- Postmates has added a Group Ordering feature to its online delivery platform, according to a press release emailed to Restaurant Dive.
- The feature allows multiple parties to open and place a single Postmates order from their own devices, sending the items into one cart.
- The creator of the group order has the option of setting a spending cap on the order. Once the order is placed, items are delivered by a single driver.
Group orders can be challenging even when placed in-person or when called in from an office. Postmates Group Order is aimed at taking the headache out of aggregating multiple orders by allowing everyone to make their own selection and to process their own payment information instead of taking down orders manually and settling the tab later through a cash swapping service like Venmo.
As the food delivery space continues to experience fierce competition, streamlining ordering capabilities and giving users multiple options when it comes to placing orders helps an app appeal to the widest possible swath of potential users.
A few other delivery app companies have added group ordering as well. Grubhub offers Grubhub for Work, which is a scheduled group order that co-workers can place that also allows users to pay separately. The service also individually packs meals and labels them by name before delivering them to a central location and sending email alerts notifying users of arrival. The orders can also be integrated with a corporate account.
Postmates has been experimenting with other digital ordering concepts, launching Postmates Party in select cities earlier this year. The feature allows users to receive free delivery if they order from restaurants where another user has already placed an order near their location. This is not only a bid to lure consumers with a waived delivery fee, but to capture customers in locations where its drivers are already planning on making a stop.
A user surfing the Postmates Party tab has only five minutes to decide whether they also want to piggyback on an order, however, making the option too stressful or limiting for some delivery users. At least one report suggested that the feature could result in longer wait times and doesn't apply to every restaurant in the area.
Last year, Uber Eats tested a similar service, Uber Pool Eats, that enables multiple orders from the same restaurant to be delivered to users who live in the same neighborhood.

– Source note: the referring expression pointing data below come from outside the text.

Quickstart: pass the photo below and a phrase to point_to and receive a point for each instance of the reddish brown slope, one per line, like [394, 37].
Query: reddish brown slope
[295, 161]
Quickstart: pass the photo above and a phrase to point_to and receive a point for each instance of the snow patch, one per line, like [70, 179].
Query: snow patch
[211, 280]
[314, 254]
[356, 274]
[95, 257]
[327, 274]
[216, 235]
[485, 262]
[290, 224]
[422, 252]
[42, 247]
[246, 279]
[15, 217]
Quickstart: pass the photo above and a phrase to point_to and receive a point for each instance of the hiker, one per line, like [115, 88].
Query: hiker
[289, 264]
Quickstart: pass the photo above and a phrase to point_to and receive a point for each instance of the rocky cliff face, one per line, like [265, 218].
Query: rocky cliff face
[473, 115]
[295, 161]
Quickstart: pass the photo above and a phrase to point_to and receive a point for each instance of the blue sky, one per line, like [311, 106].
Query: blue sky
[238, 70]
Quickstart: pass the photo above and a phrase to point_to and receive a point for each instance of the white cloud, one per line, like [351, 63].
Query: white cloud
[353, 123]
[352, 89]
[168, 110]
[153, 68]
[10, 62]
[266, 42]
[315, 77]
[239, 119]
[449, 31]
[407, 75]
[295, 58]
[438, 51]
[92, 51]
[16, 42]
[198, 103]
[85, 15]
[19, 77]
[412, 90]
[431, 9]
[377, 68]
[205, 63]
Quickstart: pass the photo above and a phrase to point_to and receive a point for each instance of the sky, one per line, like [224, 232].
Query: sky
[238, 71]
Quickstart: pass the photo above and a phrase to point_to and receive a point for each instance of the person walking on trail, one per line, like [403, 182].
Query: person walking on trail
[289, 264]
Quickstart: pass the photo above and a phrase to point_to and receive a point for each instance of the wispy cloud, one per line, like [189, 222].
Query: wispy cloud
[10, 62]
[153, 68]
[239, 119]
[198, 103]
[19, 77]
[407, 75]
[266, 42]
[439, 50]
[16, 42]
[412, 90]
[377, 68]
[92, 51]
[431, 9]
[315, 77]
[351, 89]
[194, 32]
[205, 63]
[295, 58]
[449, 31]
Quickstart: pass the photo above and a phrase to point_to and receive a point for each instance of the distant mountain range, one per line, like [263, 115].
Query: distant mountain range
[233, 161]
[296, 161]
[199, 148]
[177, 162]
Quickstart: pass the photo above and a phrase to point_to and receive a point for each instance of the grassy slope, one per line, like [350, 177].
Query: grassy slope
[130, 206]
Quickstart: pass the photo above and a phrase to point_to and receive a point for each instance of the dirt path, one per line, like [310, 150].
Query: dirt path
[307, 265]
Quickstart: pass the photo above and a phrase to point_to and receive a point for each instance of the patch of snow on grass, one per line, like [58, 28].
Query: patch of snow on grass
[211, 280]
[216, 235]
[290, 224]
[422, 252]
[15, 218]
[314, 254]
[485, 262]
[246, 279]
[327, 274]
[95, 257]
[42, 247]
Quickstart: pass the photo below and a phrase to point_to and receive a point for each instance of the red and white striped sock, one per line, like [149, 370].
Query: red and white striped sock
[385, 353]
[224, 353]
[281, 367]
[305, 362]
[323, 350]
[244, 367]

Digital restaurant ordering is expected to triple by next year, however, so there is still plenty of market territory for the delivery apps to fight over by offering new services and elements. As features like group ordering are added to the majority of apps, companies will have to find some new way to differentiate or to capture consumers' interests. Uber Eats is one of the most aggressive when it comes to testing new concepts in food delivery, landing an airport partnership to bring takeout to boarding gates earlier this year and testing an order-ahead, dine-in option in July.